Pak Hamdan tersenyum. Tentu saja ia
paham apa yang Aia maksud. “Ya, termasuk itu. Kebebasan berpendapat. Semua
orang boleh mengeluarkan pendapatnya masing-masing.”
“Juga kasus pembuatan film yang menghina
Nabi Muhammad beberapa waktu lalu, itu juga kebebasan berpendapat, Pak?” Azki
juga ikut bertanya. Kontan siswa yang lain menoleh padanya. Azki menatap
bingung teman-temannya.
“Oh, kasus yang itu,” seru Pak Hamdan,
ia ingat kasus itu. “Eee, kalau kita melihat dari perspektif HAM, maka itu juga
termasuk kebebasan berpendapat,” jawab Pak Hamdan hati-hati.
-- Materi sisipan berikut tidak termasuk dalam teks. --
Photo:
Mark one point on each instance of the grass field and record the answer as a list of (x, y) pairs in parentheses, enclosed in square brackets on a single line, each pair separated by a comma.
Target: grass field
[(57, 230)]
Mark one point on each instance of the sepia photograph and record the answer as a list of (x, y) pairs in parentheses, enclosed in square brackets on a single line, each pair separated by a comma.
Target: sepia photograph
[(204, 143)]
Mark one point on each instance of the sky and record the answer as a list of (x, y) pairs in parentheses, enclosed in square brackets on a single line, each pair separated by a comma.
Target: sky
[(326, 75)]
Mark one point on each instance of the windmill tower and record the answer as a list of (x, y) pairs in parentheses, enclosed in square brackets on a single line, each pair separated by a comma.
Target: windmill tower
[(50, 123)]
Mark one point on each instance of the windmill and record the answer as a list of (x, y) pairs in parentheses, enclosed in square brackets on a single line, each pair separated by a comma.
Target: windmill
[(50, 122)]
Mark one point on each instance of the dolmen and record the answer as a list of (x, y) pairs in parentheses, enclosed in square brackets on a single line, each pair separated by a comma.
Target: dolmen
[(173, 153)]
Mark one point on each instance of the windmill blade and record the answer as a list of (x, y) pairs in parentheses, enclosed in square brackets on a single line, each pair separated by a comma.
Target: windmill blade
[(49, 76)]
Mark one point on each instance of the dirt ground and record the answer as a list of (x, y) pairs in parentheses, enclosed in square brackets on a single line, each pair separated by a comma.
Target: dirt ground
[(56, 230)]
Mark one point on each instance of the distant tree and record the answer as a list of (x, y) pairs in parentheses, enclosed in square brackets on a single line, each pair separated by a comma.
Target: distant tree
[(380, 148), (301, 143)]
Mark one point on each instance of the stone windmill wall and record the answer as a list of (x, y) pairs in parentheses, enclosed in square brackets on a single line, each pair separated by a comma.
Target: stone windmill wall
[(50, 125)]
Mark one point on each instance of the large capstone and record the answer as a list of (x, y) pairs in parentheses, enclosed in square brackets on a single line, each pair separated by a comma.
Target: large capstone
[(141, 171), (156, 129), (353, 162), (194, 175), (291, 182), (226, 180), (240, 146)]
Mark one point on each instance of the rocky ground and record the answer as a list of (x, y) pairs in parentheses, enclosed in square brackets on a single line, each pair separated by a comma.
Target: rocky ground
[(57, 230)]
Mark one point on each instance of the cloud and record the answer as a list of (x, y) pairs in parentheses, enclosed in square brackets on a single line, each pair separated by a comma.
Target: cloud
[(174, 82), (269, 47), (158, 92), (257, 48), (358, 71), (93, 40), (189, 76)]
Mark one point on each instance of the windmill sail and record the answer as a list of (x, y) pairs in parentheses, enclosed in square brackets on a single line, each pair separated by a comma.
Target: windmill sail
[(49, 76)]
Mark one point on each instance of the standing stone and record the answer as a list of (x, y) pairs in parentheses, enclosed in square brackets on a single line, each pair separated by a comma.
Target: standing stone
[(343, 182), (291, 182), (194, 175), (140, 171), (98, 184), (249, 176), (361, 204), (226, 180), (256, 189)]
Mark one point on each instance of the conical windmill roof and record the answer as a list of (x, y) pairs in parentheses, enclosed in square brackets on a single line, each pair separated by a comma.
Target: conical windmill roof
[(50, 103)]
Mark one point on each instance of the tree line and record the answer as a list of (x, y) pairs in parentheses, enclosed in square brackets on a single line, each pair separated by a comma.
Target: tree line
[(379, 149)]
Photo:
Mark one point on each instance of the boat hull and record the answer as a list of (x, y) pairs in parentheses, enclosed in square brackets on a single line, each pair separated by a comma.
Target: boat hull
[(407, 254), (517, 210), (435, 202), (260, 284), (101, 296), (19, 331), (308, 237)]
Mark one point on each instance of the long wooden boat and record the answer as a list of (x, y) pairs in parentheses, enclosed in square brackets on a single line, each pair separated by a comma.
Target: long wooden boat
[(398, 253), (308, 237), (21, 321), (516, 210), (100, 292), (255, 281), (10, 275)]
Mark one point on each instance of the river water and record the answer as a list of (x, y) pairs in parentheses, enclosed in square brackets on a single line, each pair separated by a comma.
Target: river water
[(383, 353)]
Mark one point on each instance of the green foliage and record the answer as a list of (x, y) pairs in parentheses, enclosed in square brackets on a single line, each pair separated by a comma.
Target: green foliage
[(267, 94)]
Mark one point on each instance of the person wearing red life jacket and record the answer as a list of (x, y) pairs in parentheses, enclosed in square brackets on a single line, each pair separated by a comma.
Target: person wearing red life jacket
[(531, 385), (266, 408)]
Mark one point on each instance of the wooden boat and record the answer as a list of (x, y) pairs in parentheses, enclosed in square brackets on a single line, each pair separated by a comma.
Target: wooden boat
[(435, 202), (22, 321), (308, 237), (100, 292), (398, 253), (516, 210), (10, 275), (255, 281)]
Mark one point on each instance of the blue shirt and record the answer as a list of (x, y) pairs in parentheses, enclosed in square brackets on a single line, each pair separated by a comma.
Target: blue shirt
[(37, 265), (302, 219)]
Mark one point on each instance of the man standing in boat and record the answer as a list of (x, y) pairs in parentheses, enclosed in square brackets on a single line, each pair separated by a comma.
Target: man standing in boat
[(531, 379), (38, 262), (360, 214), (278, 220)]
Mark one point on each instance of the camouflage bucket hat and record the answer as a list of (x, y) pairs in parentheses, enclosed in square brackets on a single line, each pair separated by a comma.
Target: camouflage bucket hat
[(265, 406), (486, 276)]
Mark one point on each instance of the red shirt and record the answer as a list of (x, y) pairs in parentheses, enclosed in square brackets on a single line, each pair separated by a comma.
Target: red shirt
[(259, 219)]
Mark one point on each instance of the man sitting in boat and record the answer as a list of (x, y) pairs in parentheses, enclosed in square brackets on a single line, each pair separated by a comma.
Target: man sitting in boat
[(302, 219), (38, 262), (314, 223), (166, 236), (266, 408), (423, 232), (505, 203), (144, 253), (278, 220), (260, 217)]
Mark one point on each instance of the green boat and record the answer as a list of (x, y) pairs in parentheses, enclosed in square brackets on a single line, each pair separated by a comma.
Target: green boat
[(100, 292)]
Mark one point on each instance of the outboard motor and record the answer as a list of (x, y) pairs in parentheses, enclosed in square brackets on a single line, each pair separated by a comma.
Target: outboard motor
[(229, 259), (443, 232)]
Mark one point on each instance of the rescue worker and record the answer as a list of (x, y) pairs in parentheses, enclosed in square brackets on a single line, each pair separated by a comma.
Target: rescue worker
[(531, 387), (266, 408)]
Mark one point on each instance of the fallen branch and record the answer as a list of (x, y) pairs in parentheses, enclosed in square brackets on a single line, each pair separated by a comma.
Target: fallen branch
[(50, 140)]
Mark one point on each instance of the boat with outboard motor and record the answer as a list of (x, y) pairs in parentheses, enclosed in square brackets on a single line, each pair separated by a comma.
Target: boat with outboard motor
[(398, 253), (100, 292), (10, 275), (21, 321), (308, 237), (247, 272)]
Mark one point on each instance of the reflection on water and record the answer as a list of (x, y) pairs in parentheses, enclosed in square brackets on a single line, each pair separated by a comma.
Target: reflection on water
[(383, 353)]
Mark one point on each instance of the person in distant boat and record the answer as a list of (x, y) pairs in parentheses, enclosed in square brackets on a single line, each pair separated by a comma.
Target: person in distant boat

“Kalau menghina Nabi bisa disebut
kebebasan, kenapa saat kita menolak penutupan
rohis, kita justru dianggap melakukan pelanggaran, Pak?” tanya Aia lagi, to
the point. Toh, semua orang di sekolah sudah tahu kasusnya.
“Karena kalian melanggar peraturan yang
sudah dibuat sekolah. Bagaimanapun, sekolah tetap punya peraturan yang wajib
kalian ikuti,” sahut Pak Hamdan seraya maju beberapa langkah. Berdiri lebih
tegak, berusaha nampak lebih berwibawa. “Begini anak-anak, kita memang punya
hak asasi. Tapi di sisi lain, kita juga harus menghormati hak asasi orang lain.
Apa lagi terkait sebuah lembaga yang di dalamnya punya aturan tersendiri ....”
“Berarti, sekolah juga sudah melakukan
pelanggaran hak asasi dong, Pak,” Raras memotong.
Pak Hamdan mengerutkan dahi, “Kenapa
begitu?”
“Karena sekolah mencabut hak kami untuk
mempelajari agama lebih dalam lewat rohis. Betul, kan, Pak?” sahutnya.
Tiba-tiba satu kelas riuh. Ada yang
teriak, huu. Ada yang mencibir. Ada juga yang tersenyum tengil lalu mengibaskan
tangan, halah! Dasar anak-anak GARIS itu!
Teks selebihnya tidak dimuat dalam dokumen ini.